In the bowl of a stand mixer, whisk together flour, light brown sugar, salt, cinnamon, cloves, and ginger. Add the orange zest and butter pieces and mix to combine.
Using the dough hook attachment, make a small well in the center of the dry ingredients and pour in the yeast/milk mixture, the egg and egg yolk, and the vanilla. Mix on medium speed until dough starts to pull away from the sides of the bowl. The dough will be slightly sticky. Add the raisins and candied peel (or dried fruit) and mix to combine.
Tip the dough out onto a lightly floured work surface and knead for 5 to 6 minutes, until supple and elastic. Shape into a ball and place in an oiled bowl, flipping dough ball over to coat both sides. Cover with plastic wrap and let rise at room temperature until doubled in size, usually 1 to 2 hours.
Line a 9x13 baking tray with parchment. Tip dough out and gently punch it down with your knuckles. Shape into a loose log shape and cut into 12 roughly equal pieces. (If weighing, the pieces should be about 3 ounces each.) Shape each piece into a ball by smoothing over the top of the ball and cupping under the ball, tucking in the seams underneath.

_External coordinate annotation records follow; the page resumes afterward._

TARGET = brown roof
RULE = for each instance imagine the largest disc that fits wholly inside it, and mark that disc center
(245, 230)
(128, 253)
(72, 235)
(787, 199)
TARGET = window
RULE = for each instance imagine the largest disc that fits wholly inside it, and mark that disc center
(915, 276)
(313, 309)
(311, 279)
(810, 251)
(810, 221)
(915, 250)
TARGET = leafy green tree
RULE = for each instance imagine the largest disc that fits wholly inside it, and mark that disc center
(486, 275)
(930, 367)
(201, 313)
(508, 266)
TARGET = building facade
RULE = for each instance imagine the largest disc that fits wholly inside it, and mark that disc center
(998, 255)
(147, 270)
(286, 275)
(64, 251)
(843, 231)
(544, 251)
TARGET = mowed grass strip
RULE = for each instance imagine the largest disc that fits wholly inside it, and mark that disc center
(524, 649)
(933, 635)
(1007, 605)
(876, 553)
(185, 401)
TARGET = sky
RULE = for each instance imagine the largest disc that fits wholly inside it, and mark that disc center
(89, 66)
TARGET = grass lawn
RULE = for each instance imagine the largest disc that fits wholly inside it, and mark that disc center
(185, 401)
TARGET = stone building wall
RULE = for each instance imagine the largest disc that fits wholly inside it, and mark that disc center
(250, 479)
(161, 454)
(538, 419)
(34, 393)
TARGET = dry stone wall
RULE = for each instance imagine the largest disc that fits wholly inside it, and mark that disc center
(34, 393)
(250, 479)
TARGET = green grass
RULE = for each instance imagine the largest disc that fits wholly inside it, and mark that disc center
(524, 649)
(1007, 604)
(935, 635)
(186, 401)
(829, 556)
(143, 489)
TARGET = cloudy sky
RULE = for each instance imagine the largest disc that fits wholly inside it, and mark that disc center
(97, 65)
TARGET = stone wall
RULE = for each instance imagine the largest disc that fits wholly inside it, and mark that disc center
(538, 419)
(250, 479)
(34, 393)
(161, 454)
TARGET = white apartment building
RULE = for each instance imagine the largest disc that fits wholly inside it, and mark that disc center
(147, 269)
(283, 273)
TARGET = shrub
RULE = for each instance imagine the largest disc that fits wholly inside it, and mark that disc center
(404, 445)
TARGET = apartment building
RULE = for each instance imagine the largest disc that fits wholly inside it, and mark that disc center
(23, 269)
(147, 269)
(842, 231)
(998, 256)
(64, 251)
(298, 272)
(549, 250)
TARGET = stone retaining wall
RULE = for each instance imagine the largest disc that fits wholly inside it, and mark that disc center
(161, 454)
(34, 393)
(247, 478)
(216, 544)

Turn the ball and continue to shape and smooth. Place on the lined baking tray. Repeat with the remaining pieces, placing them a little bit apart from each other on the tray, 3 across and 4 down.
Cover the buns on the tray with plastic wrap or a kitchen towel and let rise again, until puffy and almost doubled in size, usually about 45 minutes to an hour. While buns are rising, preheat the oven to 375°F.